The parsing problem is the crucial problem to be solved when building a new syntactic model. With the linking grammar model built for Vietnamese, the link parser of the thesis has solved the following problems:
- Parsing for single sentences.
- Parsing for compound sentences with multiple clauses.
- Completely solved the conjugate ambiguity problem.
- Testing the component de-ambiguity algorithm.

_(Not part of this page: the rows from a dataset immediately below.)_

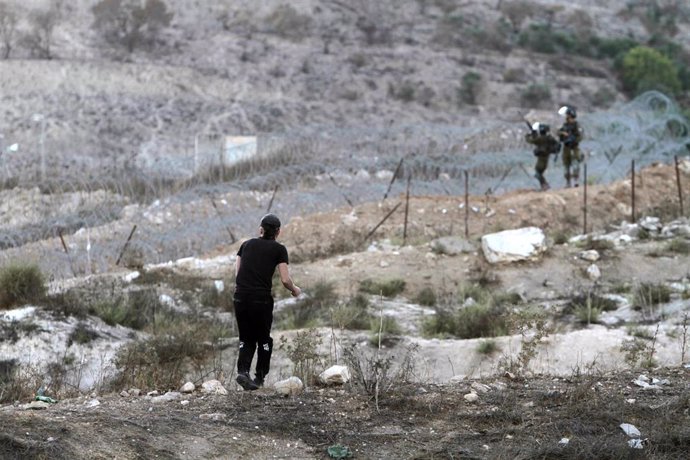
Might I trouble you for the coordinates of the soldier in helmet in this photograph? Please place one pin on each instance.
(544, 145)
(571, 135)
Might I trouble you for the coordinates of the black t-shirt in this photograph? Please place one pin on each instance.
(259, 259)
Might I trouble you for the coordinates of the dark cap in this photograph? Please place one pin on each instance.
(271, 220)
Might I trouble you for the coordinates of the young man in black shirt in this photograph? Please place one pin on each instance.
(256, 262)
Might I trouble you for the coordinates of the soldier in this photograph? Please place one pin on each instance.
(571, 135)
(544, 145)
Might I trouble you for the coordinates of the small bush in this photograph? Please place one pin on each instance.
(303, 351)
(179, 343)
(353, 314)
(426, 297)
(21, 284)
(587, 314)
(386, 327)
(597, 244)
(470, 87)
(648, 295)
(487, 347)
(536, 95)
(474, 321)
(312, 310)
(678, 246)
(82, 334)
(387, 288)
(645, 69)
(286, 22)
(404, 92)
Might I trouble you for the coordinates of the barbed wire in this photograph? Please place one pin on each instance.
(188, 204)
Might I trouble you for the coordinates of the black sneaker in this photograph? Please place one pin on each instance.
(246, 383)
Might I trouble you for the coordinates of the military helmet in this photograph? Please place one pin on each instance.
(567, 111)
(541, 128)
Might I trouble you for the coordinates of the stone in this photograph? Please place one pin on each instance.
(167, 397)
(187, 388)
(593, 272)
(289, 387)
(480, 387)
(335, 375)
(471, 397)
(514, 245)
(591, 256)
(213, 387)
(215, 417)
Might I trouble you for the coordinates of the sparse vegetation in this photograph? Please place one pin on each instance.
(386, 288)
(645, 68)
(131, 24)
(487, 347)
(426, 297)
(483, 314)
(303, 351)
(536, 95)
(647, 296)
(21, 283)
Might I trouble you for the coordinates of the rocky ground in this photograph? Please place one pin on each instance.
(568, 400)
(579, 416)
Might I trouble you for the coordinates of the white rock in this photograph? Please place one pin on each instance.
(592, 255)
(630, 430)
(167, 397)
(216, 417)
(289, 387)
(480, 387)
(514, 245)
(636, 443)
(213, 387)
(335, 375)
(593, 272)
(471, 397)
(187, 388)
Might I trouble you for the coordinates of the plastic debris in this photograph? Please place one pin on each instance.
(338, 451)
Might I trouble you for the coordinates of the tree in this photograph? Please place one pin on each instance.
(128, 24)
(40, 39)
(645, 68)
(8, 28)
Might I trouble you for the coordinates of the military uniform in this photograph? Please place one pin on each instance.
(571, 135)
(544, 145)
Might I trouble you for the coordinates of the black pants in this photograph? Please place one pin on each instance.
(254, 318)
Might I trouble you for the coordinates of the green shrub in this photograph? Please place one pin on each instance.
(387, 288)
(536, 95)
(304, 353)
(474, 321)
(650, 294)
(470, 86)
(82, 334)
(286, 22)
(487, 347)
(178, 344)
(353, 314)
(387, 327)
(426, 297)
(311, 310)
(21, 284)
(644, 69)
(678, 246)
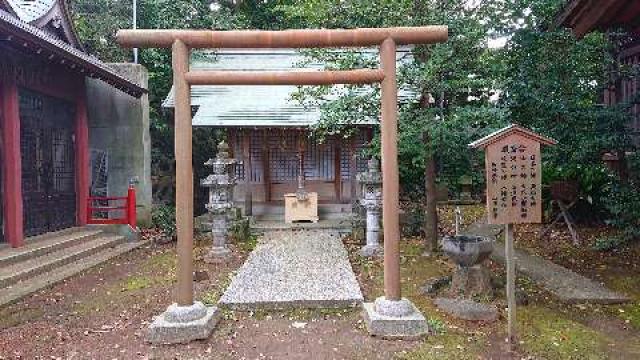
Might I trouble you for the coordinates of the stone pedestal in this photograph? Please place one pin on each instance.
(219, 251)
(373, 247)
(183, 324)
(394, 319)
(371, 182)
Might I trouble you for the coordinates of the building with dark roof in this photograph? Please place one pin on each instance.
(51, 119)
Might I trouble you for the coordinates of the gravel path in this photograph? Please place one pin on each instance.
(295, 268)
(568, 286)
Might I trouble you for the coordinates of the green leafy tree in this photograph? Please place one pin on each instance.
(451, 85)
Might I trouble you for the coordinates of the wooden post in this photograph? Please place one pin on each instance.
(390, 177)
(266, 174)
(184, 173)
(246, 157)
(511, 283)
(353, 168)
(82, 156)
(338, 171)
(12, 162)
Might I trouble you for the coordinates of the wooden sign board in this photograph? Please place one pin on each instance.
(513, 175)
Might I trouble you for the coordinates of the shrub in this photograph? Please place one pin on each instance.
(164, 218)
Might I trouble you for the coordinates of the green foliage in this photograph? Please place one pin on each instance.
(451, 83)
(164, 218)
(550, 335)
(622, 201)
(544, 78)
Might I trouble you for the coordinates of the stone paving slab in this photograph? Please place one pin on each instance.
(567, 285)
(295, 268)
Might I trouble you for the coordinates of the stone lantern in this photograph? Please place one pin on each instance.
(371, 182)
(220, 183)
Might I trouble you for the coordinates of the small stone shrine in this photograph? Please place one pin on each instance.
(220, 204)
(371, 182)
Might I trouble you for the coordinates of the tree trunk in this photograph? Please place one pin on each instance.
(431, 210)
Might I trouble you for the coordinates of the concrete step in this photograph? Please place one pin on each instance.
(40, 264)
(23, 288)
(48, 243)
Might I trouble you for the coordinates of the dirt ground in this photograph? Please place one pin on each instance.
(104, 312)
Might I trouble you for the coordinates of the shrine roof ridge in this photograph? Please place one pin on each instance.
(506, 131)
(88, 65)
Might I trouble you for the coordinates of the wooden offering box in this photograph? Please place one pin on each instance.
(300, 210)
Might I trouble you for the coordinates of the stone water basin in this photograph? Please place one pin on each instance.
(467, 251)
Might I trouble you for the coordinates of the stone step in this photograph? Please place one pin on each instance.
(37, 265)
(23, 288)
(48, 243)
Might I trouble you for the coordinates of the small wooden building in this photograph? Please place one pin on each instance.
(584, 16)
(271, 133)
(44, 124)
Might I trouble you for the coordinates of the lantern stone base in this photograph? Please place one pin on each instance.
(394, 319)
(183, 324)
(217, 255)
(372, 250)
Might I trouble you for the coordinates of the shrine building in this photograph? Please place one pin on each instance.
(271, 133)
(59, 109)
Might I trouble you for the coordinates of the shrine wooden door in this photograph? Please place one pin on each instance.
(48, 163)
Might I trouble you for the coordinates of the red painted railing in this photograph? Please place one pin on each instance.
(126, 205)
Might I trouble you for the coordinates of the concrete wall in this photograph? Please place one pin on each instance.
(119, 124)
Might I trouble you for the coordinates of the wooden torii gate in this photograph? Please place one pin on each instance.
(181, 41)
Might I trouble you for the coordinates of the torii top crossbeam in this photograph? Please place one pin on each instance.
(181, 41)
(283, 39)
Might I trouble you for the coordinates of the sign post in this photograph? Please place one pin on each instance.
(513, 176)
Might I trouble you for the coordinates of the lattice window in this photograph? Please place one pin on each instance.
(283, 156)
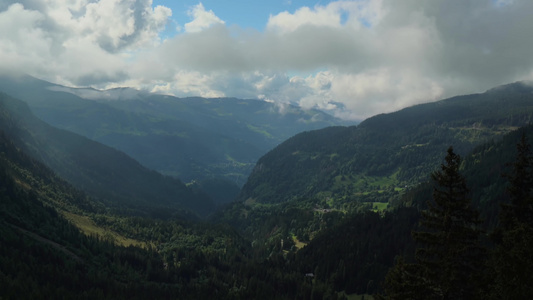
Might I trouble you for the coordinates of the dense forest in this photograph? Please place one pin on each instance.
(461, 230)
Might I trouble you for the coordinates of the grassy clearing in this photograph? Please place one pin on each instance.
(299, 244)
(357, 297)
(379, 206)
(88, 227)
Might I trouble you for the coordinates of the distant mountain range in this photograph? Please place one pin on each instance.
(387, 153)
(189, 138)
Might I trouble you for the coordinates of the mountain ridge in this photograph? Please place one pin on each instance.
(387, 151)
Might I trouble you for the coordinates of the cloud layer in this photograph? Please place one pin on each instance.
(353, 58)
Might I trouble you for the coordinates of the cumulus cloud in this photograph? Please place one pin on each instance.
(202, 19)
(351, 58)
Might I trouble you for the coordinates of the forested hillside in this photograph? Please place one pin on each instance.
(105, 173)
(58, 241)
(188, 138)
(385, 153)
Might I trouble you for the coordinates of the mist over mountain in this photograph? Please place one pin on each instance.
(388, 151)
(188, 138)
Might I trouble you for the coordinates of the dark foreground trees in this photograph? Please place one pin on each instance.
(449, 256)
(512, 259)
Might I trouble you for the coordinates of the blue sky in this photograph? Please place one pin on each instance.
(246, 14)
(351, 58)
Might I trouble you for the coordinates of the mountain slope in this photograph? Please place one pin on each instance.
(388, 152)
(188, 138)
(107, 174)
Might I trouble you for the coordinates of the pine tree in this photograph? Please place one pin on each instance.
(449, 258)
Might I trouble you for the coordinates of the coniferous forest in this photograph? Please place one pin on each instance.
(441, 207)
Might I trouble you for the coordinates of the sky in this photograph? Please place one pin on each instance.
(353, 59)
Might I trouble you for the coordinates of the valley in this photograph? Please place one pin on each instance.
(327, 211)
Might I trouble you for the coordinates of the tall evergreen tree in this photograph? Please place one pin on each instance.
(449, 258)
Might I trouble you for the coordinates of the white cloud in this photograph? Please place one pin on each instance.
(202, 19)
(353, 58)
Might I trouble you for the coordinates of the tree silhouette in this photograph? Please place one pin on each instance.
(449, 257)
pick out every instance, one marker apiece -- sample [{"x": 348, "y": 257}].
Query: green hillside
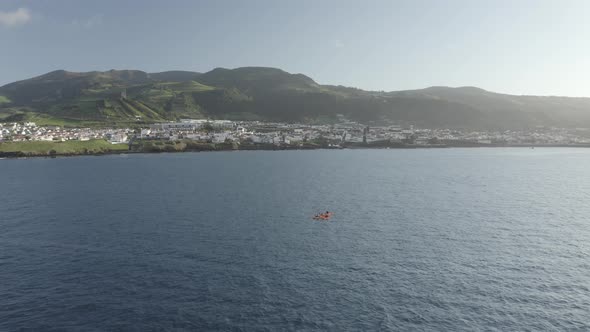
[{"x": 132, "y": 97}]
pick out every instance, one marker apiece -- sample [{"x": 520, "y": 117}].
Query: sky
[{"x": 533, "y": 47}]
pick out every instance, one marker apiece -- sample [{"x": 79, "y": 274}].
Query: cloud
[
  {"x": 90, "y": 22},
  {"x": 17, "y": 17}
]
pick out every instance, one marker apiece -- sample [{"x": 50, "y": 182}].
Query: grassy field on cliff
[{"x": 62, "y": 148}]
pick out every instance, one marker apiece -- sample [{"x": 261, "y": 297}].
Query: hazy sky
[{"x": 520, "y": 47}]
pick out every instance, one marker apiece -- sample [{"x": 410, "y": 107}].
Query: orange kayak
[{"x": 323, "y": 216}]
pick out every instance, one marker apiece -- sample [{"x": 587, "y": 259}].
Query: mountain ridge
[{"x": 270, "y": 94}]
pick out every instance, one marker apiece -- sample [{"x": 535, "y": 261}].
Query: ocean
[{"x": 425, "y": 239}]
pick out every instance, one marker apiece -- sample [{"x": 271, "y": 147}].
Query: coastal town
[{"x": 344, "y": 134}]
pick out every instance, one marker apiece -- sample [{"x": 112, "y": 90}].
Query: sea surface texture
[{"x": 427, "y": 239}]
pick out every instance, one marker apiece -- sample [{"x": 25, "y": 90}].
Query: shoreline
[{"x": 223, "y": 148}]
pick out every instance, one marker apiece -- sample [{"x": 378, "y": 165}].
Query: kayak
[{"x": 323, "y": 216}]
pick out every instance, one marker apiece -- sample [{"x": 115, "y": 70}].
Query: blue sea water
[{"x": 430, "y": 240}]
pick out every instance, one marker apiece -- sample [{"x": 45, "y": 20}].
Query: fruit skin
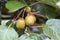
[
  {"x": 20, "y": 24},
  {"x": 30, "y": 19},
  {"x": 32, "y": 36},
  {"x": 28, "y": 9}
]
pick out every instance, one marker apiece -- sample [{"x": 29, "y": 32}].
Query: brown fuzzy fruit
[
  {"x": 20, "y": 24},
  {"x": 30, "y": 19}
]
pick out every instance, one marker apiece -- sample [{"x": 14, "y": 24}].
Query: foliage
[{"x": 45, "y": 12}]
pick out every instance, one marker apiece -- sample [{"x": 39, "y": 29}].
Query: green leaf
[
  {"x": 54, "y": 3},
  {"x": 13, "y": 6},
  {"x": 8, "y": 34},
  {"x": 32, "y": 36},
  {"x": 52, "y": 29},
  {"x": 45, "y": 10}
]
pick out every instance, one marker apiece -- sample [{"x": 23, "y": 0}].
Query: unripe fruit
[
  {"x": 30, "y": 19},
  {"x": 28, "y": 9},
  {"x": 20, "y": 24}
]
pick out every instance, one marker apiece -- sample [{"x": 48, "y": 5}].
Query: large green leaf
[
  {"x": 45, "y": 10},
  {"x": 32, "y": 36},
  {"x": 54, "y": 3},
  {"x": 7, "y": 34},
  {"x": 52, "y": 29},
  {"x": 13, "y": 6}
]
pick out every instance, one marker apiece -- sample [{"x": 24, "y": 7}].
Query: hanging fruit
[
  {"x": 20, "y": 24},
  {"x": 28, "y": 9},
  {"x": 30, "y": 19}
]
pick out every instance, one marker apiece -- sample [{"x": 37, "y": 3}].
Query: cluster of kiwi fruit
[{"x": 29, "y": 20}]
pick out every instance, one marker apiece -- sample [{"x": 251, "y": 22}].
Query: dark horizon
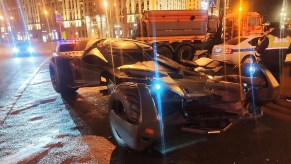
[{"x": 269, "y": 9}]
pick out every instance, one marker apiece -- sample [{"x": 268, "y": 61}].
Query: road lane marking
[{"x": 4, "y": 111}]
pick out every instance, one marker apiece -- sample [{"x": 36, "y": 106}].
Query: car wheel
[
  {"x": 126, "y": 105},
  {"x": 185, "y": 52},
  {"x": 248, "y": 59}
]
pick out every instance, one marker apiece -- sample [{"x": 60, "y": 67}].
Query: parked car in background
[
  {"x": 236, "y": 50},
  {"x": 23, "y": 48}
]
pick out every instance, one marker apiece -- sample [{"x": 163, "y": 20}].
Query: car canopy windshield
[{"x": 235, "y": 41}]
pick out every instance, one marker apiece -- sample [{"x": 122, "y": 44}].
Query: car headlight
[
  {"x": 30, "y": 49},
  {"x": 15, "y": 49},
  {"x": 157, "y": 86},
  {"x": 249, "y": 69}
]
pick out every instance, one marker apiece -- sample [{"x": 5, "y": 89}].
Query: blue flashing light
[
  {"x": 15, "y": 50},
  {"x": 252, "y": 70},
  {"x": 30, "y": 49},
  {"x": 158, "y": 86}
]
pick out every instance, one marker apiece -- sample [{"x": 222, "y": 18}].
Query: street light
[
  {"x": 1, "y": 19},
  {"x": 105, "y": 4}
]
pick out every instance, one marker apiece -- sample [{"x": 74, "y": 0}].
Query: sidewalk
[{"x": 39, "y": 47}]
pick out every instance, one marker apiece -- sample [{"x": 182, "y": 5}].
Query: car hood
[{"x": 187, "y": 86}]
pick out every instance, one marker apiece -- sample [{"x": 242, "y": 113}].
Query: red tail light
[{"x": 228, "y": 51}]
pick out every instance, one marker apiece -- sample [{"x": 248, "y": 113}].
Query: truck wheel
[
  {"x": 248, "y": 59},
  {"x": 165, "y": 51},
  {"x": 125, "y": 104},
  {"x": 60, "y": 81},
  {"x": 185, "y": 52}
]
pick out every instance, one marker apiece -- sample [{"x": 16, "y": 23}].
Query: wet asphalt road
[{"x": 41, "y": 127}]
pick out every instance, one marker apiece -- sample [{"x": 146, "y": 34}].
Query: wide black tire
[
  {"x": 185, "y": 52},
  {"x": 126, "y": 104},
  {"x": 248, "y": 59},
  {"x": 165, "y": 51}
]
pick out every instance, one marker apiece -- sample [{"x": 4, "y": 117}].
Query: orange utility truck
[{"x": 175, "y": 33}]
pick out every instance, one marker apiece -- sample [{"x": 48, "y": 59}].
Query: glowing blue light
[
  {"x": 15, "y": 50},
  {"x": 158, "y": 86},
  {"x": 252, "y": 70},
  {"x": 30, "y": 49}
]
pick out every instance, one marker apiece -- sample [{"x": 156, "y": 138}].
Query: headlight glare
[
  {"x": 15, "y": 49},
  {"x": 30, "y": 49}
]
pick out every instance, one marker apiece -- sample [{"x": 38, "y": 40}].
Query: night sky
[{"x": 270, "y": 9}]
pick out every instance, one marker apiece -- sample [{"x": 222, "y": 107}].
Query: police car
[{"x": 237, "y": 50}]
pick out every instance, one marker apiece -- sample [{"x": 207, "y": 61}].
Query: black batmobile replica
[{"x": 148, "y": 92}]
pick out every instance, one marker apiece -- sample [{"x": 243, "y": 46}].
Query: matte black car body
[{"x": 148, "y": 92}]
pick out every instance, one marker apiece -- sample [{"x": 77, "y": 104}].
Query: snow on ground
[{"x": 44, "y": 128}]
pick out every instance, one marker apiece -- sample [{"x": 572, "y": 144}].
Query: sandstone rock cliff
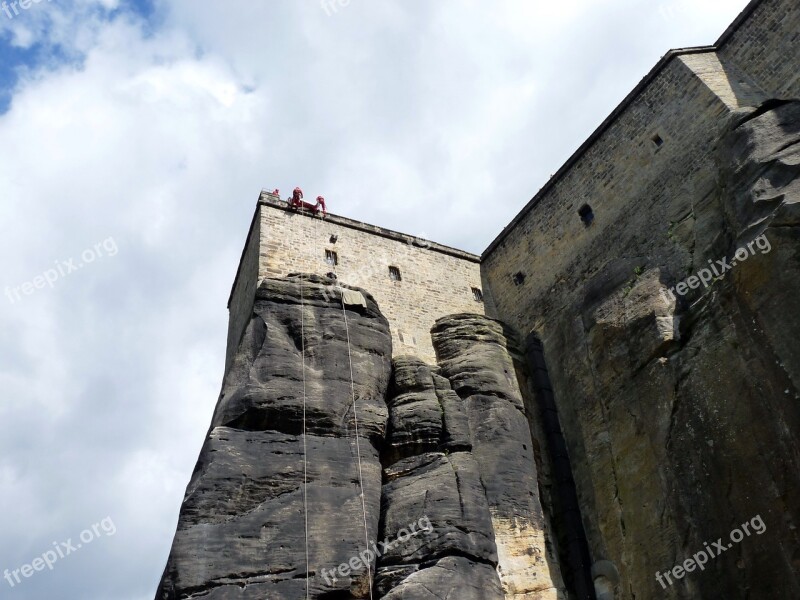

The experimental results of the parsing algorithms are acceptable. However, due to the complexity of natural language as well as time constraints, the thesis has not solved the following issues:
- Parsing sentence types where some elements have arbitrary positions. The nature of the associative grammar is the dependent type grammar, so this problem is not too difficult, although in some cases it may violate the flatness.
- Parsing for compound sentences without conjunctions. This problem also has the potential to be solved. When concluding a sentence is not syntactically correct, the parser has come up with all possible analyzes of every phrase in the sentence. Violation of analytic connectivity can be a sign of a missing conjunction. To fully solve this problem requires more in-depth study of the language as well as the large corpus.
- Parsing for complex sentences. This is also a very difficult problem with other languages and requires the use of statistical methods to find the bounds of the proposition. Hopefully, this problem will be solved in the future, when a large enough corpus is built.
Another development direction that is also of interest is the integration of semantic linkages in Vietnamese associative grammar. This is possible with the associative grammar model that allows the sentence analysis to be represented by a cyclic associative graph, but this is also a big problem, requiring a lot of time investment.